Der Anwalt der Klinik beruft sich auf die 28 Minuten Arbeitszeitbetrug und spricht von Vertrauensmissbrauch, da Schlosser die behauptete Tat auch in einer Anhörung danach nicht zugegeben habe. Schlossers Kolleg*innen, die mit im Saal sitzen, schütteln die Köpfe.

Katharina von der Heyde, Geschäftsführerin der Gewerkschaft Marburger Bund und Prozessbevollmächtigte Schlossers, betont, dass es der betroffenen Ärztin darum gehe, ihren Job zu behalten. Schlosser selbst sagt vor Gericht: „Ich will die Wahrheit ans Licht bringen. Die Vorwürfe gegen mich sind haltlos. Ich will weiterhin in der Endo-Klinik tätig sein.“

Pedram Emami, Landesvorsitzender des Marburger Bunds, kritisiert: „Egal wie der Fall ausgeht: Ich meine, es soll ein Exempel an Frau Schlosser statuiert werden, damit intern die Mitarbeitenden wissen, was passieren kann, wenn man sich für die Arbeitnehmerrechte engagiert.“ Schlosser habe keine Abmahnung erhalten, schon das sei wohl ein Punkt, an dem die Kündigung scheitern könnte, sagt die Prozessbevollmächtigte von der Heyde.
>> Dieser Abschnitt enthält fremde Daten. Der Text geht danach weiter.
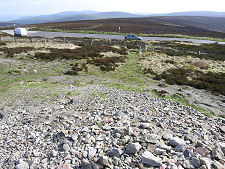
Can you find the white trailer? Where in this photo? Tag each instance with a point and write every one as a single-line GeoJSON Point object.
{"type": "Point", "coordinates": [20, 32]}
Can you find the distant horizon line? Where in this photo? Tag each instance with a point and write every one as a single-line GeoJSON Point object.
{"type": "Point", "coordinates": [141, 13]}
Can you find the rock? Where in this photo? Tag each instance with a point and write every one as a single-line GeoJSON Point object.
{"type": "Point", "coordinates": [64, 166]}
{"type": "Point", "coordinates": [196, 162]}
{"type": "Point", "coordinates": [165, 147]}
{"type": "Point", "coordinates": [159, 151]}
{"type": "Point", "coordinates": [202, 64]}
{"type": "Point", "coordinates": [222, 146]}
{"type": "Point", "coordinates": [205, 161]}
{"type": "Point", "coordinates": [1, 116]}
{"type": "Point", "coordinates": [144, 125]}
{"type": "Point", "coordinates": [203, 167]}
{"type": "Point", "coordinates": [188, 153]}
{"type": "Point", "coordinates": [188, 165]}
{"type": "Point", "coordinates": [217, 153]}
{"type": "Point", "coordinates": [88, 165]}
{"type": "Point", "coordinates": [202, 151]}
{"type": "Point", "coordinates": [151, 160]}
{"type": "Point", "coordinates": [167, 136]}
{"type": "Point", "coordinates": [176, 141]}
{"type": "Point", "coordinates": [66, 147]}
{"type": "Point", "coordinates": [222, 128]}
{"type": "Point", "coordinates": [53, 153]}
{"type": "Point", "coordinates": [104, 160]}
{"type": "Point", "coordinates": [115, 152]}
{"type": "Point", "coordinates": [132, 148]}
{"type": "Point", "coordinates": [91, 152]}
{"type": "Point", "coordinates": [217, 165]}
{"type": "Point", "coordinates": [180, 148]}
{"type": "Point", "coordinates": [22, 165]}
Ärztin will Arbeitsplatz behalten

An diesem Mittwoch kommt es zwischen den beiden Parteien zu keiner Einigung. Der Klinik-Konzern bietet Schlosser eine Abfindung an. Es ginge der Ärztin aber nicht um das Geld, sondern um ihren Arbeitsplatz, sagt sie. Der nächste Termin vor dem Arbeitsgericht soll nun im November stattfinden.

Die laufenden Tarifverhandlungen mit Helios hat der Marburger Bund bundesweit vorerst unterbrochen. Emami zufolge, um weitere Mitglieder der Verhandlungskommission zu schützen.

Der Helios-Konzern wollte sich auf Anfrage der taz nicht zu dem Fall äußern, da es sich um ein laufendes Verfahren handele.